Arithmetic instructions

Introduction

The arithmetic/logical instructions do operations on $r0-$r15 GPRs, sometimes setting bits in $flags register according to the result. The instructions can be “sized” or “unsized”. Sized instructions have 8-bit, 16-bit, and 32-bit variants. Unsized instructions don’t have variants, and always operate on full 32-bit registers. For 8-bit and 16-bit sized instructions, high 24 or 16 bits of destination registers are unmodified.

$flags result bits

The $flags bits often affected by ALU instructions are:

  • bit 8: c, carry flag. Set by addition instructions iff a carry out of the high bit (or, equivalently, unsigned overflow) has occured. Likewise set by subtraction instructions iff a borrow into the high bit (or unsigned overflow) has occured. Also used by shift instructions to store the last shifted out bit. Used as the less-than condition in old comparisons.
  • bit 9: o, signed overflow flag - set by addition, subtraction, comparison, and negation instructions if a signed overflow occured. Set to 0 by some other instructions.
  • bit 10: s, sign flag - set according to the high bit of the result by most arithmetic instructions.
  • bit 11: z, zero flag - set iff the result was equal to 0 by most arithmetic instructions.

Also, a few ALU instructions operate on $flags register as a whole.

Pseudocode conventions

sz, for sized instructions, is the selected size of operation: 8, 16, or 32.

S(x) evaluates to (x >> (sz - 1) & 1), ie. the sign bit of x. If insn is unsized, assume sz == 32.

C(a, b, c), where a, b, c are booleans, is the carry flag for an addition where the two inputs have high bits of a and b, and the result has a high bit of c. It is computed as follows:

bool C(bool a, bool b, bool c) {
    // a and b both set - there is always carry out.
    if (a && b)
        return 1;
    // One of a and b is set - there is carry out iff result has high
    // bit 0.
    if ((a || b) && !c)
        return 1;
    # Otherwise (a and b both clear), there is no possibility of carry
    # out.
    return 0;
}

Also, !C(a, !b, c) is the borrow flag for a subtraction where the two inputs have high bits of a and b, and the result has a high bit of c.

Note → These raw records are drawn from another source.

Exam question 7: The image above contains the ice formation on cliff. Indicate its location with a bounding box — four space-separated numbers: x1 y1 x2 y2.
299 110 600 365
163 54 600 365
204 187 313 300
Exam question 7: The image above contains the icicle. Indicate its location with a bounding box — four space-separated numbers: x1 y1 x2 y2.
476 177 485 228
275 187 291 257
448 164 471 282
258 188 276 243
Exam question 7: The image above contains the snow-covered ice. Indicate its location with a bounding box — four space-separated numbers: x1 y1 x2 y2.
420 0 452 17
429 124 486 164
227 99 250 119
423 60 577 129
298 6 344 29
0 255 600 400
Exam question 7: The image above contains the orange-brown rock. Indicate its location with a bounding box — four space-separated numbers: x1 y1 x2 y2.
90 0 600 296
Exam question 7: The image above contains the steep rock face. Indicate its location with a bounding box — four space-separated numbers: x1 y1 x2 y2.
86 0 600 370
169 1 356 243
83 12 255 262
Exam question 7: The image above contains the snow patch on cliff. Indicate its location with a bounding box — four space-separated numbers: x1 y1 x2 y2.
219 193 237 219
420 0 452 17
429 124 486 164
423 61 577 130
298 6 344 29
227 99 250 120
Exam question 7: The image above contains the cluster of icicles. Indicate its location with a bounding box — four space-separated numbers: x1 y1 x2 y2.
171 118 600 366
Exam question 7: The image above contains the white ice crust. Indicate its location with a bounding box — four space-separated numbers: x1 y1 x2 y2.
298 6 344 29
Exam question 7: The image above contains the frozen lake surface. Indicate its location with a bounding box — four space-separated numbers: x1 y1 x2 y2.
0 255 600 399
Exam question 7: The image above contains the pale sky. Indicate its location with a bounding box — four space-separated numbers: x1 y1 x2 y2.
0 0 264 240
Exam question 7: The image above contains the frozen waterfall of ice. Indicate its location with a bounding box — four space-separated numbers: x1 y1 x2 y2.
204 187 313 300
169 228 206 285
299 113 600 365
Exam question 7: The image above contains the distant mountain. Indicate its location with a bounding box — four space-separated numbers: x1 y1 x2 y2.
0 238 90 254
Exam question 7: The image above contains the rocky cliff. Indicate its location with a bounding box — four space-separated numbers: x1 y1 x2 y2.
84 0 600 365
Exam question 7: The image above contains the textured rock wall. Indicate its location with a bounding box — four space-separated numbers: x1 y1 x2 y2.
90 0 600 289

Likewise, O(a, b, c) is similarly defined as the signed overflow flag for an addition:

bool O(bool a, bool b, bool c) {
    return a == b && a != c;
    // equivalent definition (check it yourself):
    // return a ^ b ^ c ^ C(a, b, c);
}

Similarly, O(a, !b, c) is the signer overflow flag for subtraction.

Comparison: cmpu, cmps, cmp

Compare two values, setting flags according to results of comparison. cmp sets the usual set of 4 flags, and behaves identically to a subtraction instruction that doesn’t write its destination register. cmpu sets only c and z, but otherwise behaves like cmp - thus it is only useful for unsigned comparisons. cmps sets z normally, but sets c iff SRC1 is less then SRC2 when treated as signed number (thus using unsigned condition codes to store the result of a signed comparison instead).

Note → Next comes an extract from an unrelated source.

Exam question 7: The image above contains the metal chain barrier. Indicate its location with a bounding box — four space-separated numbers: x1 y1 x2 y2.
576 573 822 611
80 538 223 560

cmpu/cmps are the only comparison instructions available on Falcon v0. Both of them set only the c and z flags, with cmps setting c flag in an unusual way to enable signed comparisons while using unsigned flags and condition codes. To do an unsigned comparison, use cmpu and the unsigned branch conditions [b/a/e]. To do a signed comparison, use cmps, also with unsigned branch conditions.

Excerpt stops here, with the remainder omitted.